En ce qui concerne la manoeuvre « ressources humaines », nous regrettons que vous n'ayez pas entendu notre proposition de défiscaliser aussi les indemnités de départ volontaire des agents fonctionnaires et contractuels, alors que vous aviez voté cette mesure pour nos collègues ouvriers de l'État et pour les personnels militaires. Notons, en matière de restructurations, le manque de solidarité de certains ministères et des fonctions publiques territoriale et hospitalière lorsqu'il s'agit de reclasser une ressource humaine compétente de la défense. Il convient, d'ailleurs, de s'interroger sur le zéro pointé en reclassement de la fonction publique hospitalière.
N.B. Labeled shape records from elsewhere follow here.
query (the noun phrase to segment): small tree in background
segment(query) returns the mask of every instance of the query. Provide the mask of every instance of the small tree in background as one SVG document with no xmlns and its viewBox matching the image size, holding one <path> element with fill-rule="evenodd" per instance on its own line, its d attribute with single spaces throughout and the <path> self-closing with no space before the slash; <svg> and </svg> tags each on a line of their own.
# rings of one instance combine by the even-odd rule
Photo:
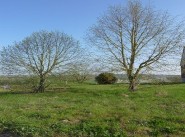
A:
<svg viewBox="0 0 185 137">
<path fill-rule="evenodd" d="M 114 84 L 117 78 L 113 73 L 101 73 L 95 77 L 95 80 L 98 84 Z"/>
</svg>

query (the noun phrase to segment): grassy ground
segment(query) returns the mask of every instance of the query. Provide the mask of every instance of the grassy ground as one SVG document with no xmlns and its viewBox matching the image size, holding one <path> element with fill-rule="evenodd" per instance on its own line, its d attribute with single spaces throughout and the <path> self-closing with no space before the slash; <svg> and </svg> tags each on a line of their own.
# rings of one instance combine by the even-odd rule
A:
<svg viewBox="0 0 185 137">
<path fill-rule="evenodd" d="M 59 87 L 59 85 L 53 85 Z M 70 84 L 0 92 L 0 132 L 17 136 L 185 136 L 185 85 Z"/>
</svg>

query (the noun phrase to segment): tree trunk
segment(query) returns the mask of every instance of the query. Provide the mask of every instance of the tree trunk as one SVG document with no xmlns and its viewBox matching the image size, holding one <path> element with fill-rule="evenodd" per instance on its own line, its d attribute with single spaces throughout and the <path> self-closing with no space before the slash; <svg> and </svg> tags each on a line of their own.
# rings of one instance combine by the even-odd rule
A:
<svg viewBox="0 0 185 137">
<path fill-rule="evenodd" d="M 136 87 L 137 87 L 137 83 L 136 83 L 136 78 L 134 78 L 133 76 L 129 77 L 129 90 L 131 92 L 136 91 Z"/>
<path fill-rule="evenodd" d="M 44 92 L 45 91 L 45 77 L 43 75 L 40 75 L 39 79 L 39 86 L 37 87 L 36 92 Z"/>
</svg>

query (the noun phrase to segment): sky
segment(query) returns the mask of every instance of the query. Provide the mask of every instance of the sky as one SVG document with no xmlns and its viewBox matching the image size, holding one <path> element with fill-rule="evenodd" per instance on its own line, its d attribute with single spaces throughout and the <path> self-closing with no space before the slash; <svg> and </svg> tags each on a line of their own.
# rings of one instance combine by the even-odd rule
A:
<svg viewBox="0 0 185 137">
<path fill-rule="evenodd" d="M 33 32 L 57 30 L 84 44 L 90 26 L 110 5 L 127 0 L 0 0 L 0 49 Z M 141 0 L 157 10 L 185 17 L 185 0 Z"/>
</svg>

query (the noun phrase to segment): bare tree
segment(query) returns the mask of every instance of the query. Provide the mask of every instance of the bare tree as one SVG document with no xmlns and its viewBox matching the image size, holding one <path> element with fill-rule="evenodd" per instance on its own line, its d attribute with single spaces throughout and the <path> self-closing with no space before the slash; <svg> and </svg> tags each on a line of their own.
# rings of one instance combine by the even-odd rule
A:
<svg viewBox="0 0 185 137">
<path fill-rule="evenodd" d="M 109 64 L 126 72 L 129 89 L 136 90 L 142 70 L 172 56 L 184 39 L 184 23 L 140 1 L 111 6 L 90 28 L 88 40 Z"/>
<path fill-rule="evenodd" d="M 48 75 L 74 61 L 79 51 L 79 44 L 72 37 L 60 32 L 40 31 L 4 47 L 1 64 L 4 71 L 19 70 L 22 74 L 37 75 L 36 92 L 44 92 Z"/>
</svg>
Dans cette période difficile, les avancées statutaires au bénéfice des personnels civils doivent être mises en oeuvre dans les meilleurs délais. Pour exemple, les aides-soignants et les agents hospitaliers de santé publique bénéficient, à juste titre, de la réforme de la filière paramédicale depuis plus d'un an alors que ceux de la défense n'ont encore fait l'objet d'aucune mesure ! Quant à la filière médico-sociale, une réforme s'impose au plus vite pour des métiers qui nécessitent un engagement constant, qui plus est en temps de fortes restructurations impliquant une conséquente surcharge de travail.
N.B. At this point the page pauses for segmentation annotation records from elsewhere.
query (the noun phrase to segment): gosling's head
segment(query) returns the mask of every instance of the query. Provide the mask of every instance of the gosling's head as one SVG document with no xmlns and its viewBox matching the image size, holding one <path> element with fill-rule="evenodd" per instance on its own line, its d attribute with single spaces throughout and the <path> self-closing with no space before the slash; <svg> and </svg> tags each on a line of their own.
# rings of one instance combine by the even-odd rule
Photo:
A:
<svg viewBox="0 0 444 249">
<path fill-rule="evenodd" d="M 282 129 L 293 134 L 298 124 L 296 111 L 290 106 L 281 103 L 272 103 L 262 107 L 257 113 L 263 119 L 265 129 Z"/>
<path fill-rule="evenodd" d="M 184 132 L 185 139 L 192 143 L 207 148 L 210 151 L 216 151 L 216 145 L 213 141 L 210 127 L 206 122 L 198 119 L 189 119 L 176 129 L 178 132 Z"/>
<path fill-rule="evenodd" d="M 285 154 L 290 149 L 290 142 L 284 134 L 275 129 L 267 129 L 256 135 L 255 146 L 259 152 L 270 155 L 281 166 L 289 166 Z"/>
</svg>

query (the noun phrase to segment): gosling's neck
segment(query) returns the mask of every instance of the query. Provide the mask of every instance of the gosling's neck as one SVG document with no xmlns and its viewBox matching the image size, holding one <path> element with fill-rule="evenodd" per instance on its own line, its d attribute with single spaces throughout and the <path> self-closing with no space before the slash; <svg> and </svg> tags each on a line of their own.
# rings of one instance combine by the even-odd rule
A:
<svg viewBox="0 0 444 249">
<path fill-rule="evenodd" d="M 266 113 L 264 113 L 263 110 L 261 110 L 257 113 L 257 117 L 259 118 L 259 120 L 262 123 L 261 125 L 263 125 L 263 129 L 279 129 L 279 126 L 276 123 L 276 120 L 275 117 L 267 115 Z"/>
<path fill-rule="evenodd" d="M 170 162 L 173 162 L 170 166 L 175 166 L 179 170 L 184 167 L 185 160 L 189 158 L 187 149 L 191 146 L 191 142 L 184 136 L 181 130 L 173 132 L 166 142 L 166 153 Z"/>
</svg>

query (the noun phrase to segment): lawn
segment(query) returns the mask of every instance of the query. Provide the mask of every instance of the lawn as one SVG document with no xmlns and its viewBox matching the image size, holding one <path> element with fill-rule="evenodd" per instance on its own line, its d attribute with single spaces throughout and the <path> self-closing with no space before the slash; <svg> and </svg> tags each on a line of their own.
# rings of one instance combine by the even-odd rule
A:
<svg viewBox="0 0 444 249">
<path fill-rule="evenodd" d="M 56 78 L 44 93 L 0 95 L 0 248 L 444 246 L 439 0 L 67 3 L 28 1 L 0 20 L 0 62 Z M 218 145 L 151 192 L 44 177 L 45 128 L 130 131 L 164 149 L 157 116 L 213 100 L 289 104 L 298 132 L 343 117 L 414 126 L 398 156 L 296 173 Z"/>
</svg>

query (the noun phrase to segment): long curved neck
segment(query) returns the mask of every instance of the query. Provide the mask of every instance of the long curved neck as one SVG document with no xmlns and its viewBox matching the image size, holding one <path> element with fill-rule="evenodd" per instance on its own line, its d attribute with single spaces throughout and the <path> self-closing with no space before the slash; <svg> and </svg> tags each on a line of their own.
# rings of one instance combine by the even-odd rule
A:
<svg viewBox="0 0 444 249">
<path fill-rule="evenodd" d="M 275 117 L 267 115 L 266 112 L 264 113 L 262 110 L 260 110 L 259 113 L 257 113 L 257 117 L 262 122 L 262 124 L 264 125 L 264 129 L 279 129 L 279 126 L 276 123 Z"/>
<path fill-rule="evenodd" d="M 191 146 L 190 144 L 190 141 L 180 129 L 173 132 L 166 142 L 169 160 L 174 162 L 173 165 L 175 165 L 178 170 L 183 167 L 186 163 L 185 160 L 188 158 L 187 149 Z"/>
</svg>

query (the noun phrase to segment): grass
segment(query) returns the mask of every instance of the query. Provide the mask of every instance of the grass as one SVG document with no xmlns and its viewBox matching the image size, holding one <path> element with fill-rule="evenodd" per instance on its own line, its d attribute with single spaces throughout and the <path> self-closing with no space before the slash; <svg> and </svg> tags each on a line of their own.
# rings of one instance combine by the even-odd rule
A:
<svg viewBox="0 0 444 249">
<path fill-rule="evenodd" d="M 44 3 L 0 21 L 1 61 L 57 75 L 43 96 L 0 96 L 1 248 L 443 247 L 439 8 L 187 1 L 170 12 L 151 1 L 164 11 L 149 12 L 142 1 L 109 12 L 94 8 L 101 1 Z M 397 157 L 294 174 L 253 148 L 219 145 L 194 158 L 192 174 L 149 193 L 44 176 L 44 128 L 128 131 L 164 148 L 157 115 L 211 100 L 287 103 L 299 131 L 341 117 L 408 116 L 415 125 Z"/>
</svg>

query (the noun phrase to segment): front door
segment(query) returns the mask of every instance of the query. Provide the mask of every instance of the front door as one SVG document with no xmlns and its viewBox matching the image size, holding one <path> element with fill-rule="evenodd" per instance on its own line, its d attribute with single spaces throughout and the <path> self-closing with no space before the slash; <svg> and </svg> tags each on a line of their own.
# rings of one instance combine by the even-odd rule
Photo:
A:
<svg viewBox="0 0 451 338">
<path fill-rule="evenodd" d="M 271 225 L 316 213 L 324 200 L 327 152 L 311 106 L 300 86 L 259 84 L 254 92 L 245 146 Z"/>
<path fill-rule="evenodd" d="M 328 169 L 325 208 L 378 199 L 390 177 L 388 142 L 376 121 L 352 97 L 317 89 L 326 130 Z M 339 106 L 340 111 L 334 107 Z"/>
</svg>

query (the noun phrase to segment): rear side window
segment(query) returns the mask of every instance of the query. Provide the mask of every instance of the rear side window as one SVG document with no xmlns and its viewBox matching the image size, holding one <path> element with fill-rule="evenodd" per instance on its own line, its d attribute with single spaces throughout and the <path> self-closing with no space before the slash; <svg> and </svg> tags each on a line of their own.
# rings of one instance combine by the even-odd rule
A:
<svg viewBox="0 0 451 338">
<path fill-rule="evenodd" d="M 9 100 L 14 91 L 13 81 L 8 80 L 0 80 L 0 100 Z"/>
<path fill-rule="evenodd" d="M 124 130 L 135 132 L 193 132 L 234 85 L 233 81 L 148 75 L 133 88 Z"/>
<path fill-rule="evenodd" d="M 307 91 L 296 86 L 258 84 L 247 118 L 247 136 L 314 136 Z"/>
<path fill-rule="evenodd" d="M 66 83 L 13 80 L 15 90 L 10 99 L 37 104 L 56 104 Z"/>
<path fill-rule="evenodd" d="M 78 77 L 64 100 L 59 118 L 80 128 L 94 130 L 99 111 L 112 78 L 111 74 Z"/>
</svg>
Enfin, en cette période économique difficile pour l'ensemble des personnels du ministère de la défense, des réformes statutaires et indemnitaires importantes sont en cours et devraient à terme améliorer la situation des agents. Cependant, dans cette phase transitoire, ces réformes ne doivent en aucun cas conduire à une baisse de la rémunération globale individuelle.
Telles sont les réflexions citoyennes et syndicales de la CFTC. Nous vous remercions de votre attention.